Katharina Kirchner erkundigte sich, ob Martin Sonneborn, der Vorsitzende von Die Partei, in die Grünen-Fraktion im EU-Parlament aufgenommen werden sollte, um mehr Stimmen zu haben als die rechtsradikale ID-Fraktion. Jutta Paulus winkte ab und meinte, die Grünen wollten ihn gar nicht haben, da sein Humor manchmal den Anstand überschreite.
Nach jeweils 45 Minuten intensiver Diskussionen, die aufgrund der Corona-Hygienebestimmungen getrennt in den beiden Leistungskursen und dem bilingualen Grundkurs in drei unterschiedlichen Räumen stattfanden, kann das Goethe-Gymnasium auf eine sehr gelungene Veranstaltung zurückblicken.

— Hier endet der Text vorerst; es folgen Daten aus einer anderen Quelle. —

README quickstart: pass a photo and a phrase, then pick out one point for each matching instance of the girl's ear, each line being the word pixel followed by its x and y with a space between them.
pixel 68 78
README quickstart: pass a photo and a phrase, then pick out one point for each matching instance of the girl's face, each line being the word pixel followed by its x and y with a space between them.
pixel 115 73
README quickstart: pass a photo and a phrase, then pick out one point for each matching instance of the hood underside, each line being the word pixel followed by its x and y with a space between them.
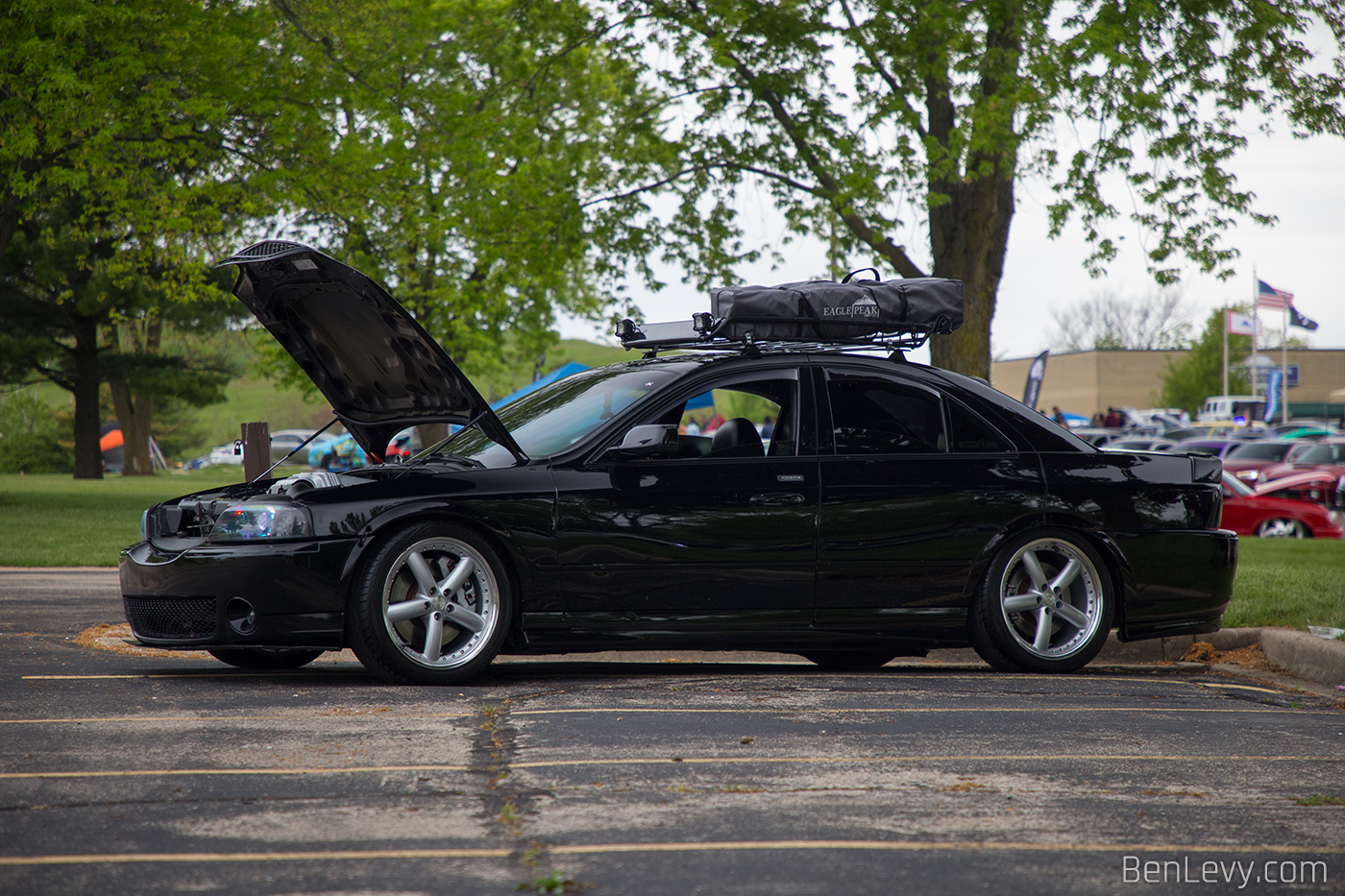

Bereits zuvor hatte der Leistungskurs Sozialkunde (MSS 12) seit Beginn der Corona-Pandemie mit zahlreichen Journalist:innen, Wissenschaftler:innen und Politiker:innen digital diskutiert, darunter auch bereits online mit Christine Schneider und Jutta Paulus im Dezember 2020. Auch der Parlamentarische Staatssekretär beim Gesundheitsminister Thomas Gebhart (CDU) stand im April 2020 und Januar 2021 gleich zweimal zur Verfügung. Das Videogespräch mit dem Mitglied des Parlamentarischen Kontrollgremiums, Thomas Hitschler (SPD), stand im Juni 2020 auf dem Programm, jenes mit dem neuen Landtagsabgeordneten Markus Kropfreiter (SPD) im März 2021. Im Juni 2020 debattierten die Schülerinnen und Schüler mit Winfried Folz, dem Hauptstadtkorrespondenten der Rheinpfalz, und erfuhren hierbei viel über den „Journalismus in Zeiten von Corona und Fake News“. Im Mai 2021 war der SWR-Journalist Dominic Hebestreit in den Klassensaal zugeschaltet worden. Der Konstanzer Politikwissenschaftler Marius Busemeyer informierte im März 2021 über seine Arbeit..
Durch die erste Präsenzveranstaltung mit Christine Schneider, Jutta Paulus und Matthias Joa wurden die digitalen Gesprächsrunden nun ideal ergänzt.